The Court is of the opinion that neither a TRO nor a preliminary injunction should be issued in this matter. Plaintiff's allegations do not set forth specific facts demonstrating the likelihood of immediate and irreparable harm before Defendants can be heard. Moreover, federal courts must exercise equitable restraint when asked to take over the administration of a prison, something that is best left to correctional officials and their staff. Prison regulations provide for voluntary placement of an inmate in protective custody should the need arise. ILL. ADMIN. CODE tit. 20, §501.310 (1987). This should provide an adequate remedy should Plaintiff feel threatened. Therefore, Plaintiff's motion for issuance of a temporary restraining order and a preliminary injunction is DENIED.


IT IS HEREBY ORDERED that Defendants GAETZ, HARTLINE, R. COWAN, OWENS, THOMAS, CARTWRIGHT, LEE, and GILBERT are DISMISSED from this action with prejudice.

IT IS FURTHER ORDERED that the Clerk shall prepare for Defendants D. REDNOUR, J. COWAN, SPILLER, QUILLMAN, SCHNICKER, LAWRENCE, HAMILTON, and LINDENBURG : (1) a Notice of Lawsuit and Request for Waiver of Service of Summons; and (2) a Waiver of Service of Summons. The Clerk is directed to mail these forms, a copy of the Complaint, and this Memorandum and Order to each Defendants' work address or employer address as provided by Plaintiff. If a Defendant fails to sign and return the Waiver to the Clerk within 30 days from the date these forms were sent, the Court will take appropriate steps to effect formal service on that Defendant and will require that Defendant to pay the full costs of formal service, to the extent authorized by the Federal Rules of Civil Procedure.

IT IS FURTHER ORDERED that, with respect to a Defendant who no longer can be found at the address provided by Plaintiff, the Correctional Center shall furnish the Clerk with the Defendant's current work address, or, if not known, the Defendant's last-known address. This information shall be used only for sending the forms as directed above, or for formally effecting service. Any documentation of the address shall be retained only by the Clerk. Address information shall not be maintained in the court file, nor disclosed by the Clerk.

IT IS FURTHER ORDERED that Plaintiff shall serve upon Defendants (or upon defense counsel once an appearance is entered), a copy of every further pleading or other document submitted for consideration by the court. Plaintiff shall include with the original paper to be filed with the Clerk of the Court a certificate stating the date on which a true and correct copy of any document was served on Defendants or their counsel. Any paper received by a district judge or magistrate judge that has not been filed with the Clerk or that fails to include a certificate of service will be disregarded by the Court.

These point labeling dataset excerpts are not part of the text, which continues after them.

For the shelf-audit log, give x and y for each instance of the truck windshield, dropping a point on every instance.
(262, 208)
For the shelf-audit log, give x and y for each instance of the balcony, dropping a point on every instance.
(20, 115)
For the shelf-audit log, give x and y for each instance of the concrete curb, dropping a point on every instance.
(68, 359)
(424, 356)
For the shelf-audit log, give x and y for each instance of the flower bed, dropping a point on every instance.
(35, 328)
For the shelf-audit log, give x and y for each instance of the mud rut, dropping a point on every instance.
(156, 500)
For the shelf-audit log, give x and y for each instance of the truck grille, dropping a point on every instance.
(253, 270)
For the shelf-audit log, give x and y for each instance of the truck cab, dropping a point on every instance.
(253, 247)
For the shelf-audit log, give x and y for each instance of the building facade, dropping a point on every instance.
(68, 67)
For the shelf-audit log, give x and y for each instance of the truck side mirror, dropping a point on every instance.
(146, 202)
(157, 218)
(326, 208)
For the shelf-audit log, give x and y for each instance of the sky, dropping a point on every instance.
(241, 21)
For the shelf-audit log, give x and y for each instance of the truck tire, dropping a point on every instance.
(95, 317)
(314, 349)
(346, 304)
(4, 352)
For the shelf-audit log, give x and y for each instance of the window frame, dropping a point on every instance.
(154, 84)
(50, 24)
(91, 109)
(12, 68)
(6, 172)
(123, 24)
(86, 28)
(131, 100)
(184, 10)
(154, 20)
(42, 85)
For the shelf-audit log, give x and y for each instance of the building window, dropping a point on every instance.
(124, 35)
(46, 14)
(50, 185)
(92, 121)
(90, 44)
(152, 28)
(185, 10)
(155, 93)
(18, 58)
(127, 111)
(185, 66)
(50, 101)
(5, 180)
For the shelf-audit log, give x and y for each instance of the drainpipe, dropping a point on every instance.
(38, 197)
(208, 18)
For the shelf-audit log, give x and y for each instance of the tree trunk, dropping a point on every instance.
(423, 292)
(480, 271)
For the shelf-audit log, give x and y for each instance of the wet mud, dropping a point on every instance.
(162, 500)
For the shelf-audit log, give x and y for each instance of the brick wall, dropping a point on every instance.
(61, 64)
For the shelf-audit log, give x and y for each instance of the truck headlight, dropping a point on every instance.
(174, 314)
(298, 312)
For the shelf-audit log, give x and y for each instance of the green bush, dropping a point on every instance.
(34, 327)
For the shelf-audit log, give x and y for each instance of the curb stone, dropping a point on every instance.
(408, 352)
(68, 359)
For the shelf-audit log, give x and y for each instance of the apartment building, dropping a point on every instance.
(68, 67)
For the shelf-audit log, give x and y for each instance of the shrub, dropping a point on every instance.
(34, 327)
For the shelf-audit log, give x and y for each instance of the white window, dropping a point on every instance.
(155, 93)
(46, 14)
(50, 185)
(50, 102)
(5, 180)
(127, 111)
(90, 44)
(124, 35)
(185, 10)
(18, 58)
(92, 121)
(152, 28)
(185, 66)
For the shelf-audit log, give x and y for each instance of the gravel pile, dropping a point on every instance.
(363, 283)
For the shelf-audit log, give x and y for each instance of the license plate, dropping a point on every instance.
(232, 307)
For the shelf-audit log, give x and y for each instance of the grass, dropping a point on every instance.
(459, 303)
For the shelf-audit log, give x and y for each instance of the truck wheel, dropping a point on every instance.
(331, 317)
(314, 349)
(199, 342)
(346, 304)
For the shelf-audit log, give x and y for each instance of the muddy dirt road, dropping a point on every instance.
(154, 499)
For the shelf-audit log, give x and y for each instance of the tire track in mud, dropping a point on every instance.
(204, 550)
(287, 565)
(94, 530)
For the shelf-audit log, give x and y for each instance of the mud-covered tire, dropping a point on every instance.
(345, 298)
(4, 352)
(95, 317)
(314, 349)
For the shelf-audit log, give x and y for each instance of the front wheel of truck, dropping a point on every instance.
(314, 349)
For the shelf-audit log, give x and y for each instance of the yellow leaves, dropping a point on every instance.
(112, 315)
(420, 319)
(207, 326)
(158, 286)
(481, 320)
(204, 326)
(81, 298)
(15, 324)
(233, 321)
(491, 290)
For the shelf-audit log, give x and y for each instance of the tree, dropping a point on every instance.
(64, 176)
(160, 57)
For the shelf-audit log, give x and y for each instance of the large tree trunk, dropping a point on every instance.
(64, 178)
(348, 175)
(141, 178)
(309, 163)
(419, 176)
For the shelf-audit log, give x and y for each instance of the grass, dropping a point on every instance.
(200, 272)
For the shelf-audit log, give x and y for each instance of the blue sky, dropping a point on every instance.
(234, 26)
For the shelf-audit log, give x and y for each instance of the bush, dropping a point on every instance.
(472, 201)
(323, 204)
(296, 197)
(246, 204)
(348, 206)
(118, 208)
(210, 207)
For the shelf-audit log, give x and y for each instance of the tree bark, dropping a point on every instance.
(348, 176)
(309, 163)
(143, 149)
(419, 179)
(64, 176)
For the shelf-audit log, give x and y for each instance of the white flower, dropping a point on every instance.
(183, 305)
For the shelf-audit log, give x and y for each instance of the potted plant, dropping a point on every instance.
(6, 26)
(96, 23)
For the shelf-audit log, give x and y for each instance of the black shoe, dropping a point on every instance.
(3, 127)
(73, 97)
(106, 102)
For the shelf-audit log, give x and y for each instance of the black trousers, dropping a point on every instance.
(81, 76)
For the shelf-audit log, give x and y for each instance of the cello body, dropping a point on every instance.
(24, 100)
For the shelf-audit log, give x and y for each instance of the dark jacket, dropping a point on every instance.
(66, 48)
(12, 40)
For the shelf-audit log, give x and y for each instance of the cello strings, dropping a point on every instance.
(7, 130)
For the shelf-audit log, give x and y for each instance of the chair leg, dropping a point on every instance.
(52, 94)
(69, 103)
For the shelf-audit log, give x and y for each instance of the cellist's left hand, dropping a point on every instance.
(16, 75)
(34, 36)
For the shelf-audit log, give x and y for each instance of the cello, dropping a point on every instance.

Defendants are ORDERED to timely file an appropriate responsive pleading to the complaint, and shall not waive filing a reply pursuant to 42 U.S.C. § 1997e(g).

Pursuant to Local Rule 72.1(a)(2), this cause is REFERRED to United States Magistrate Judge Williams for further pre-trial proceedings.

Further, this entire matter is hereby REFERRED to United States Magistrate Judge Williams for disposition, as contemplated by Local Rule 72.2(b)(2) and 28 U.S.C. § 636(c), should all the parties consent to such a referral.

Plaintiff is ADVISED that he is under a continuing obligation to keep the Clerk and each opposing party informed of any change in his address, and that the Court will not independently investigate his whereabouts. This shall be done in writing and not later than seven (7) days after a transfer or other change in address occurs. Failure to comply with this order will cause a delay in the transmission of court documents, and may result in dismissal of this action for want of prosecution. See FED.R.CIV.P.41(b).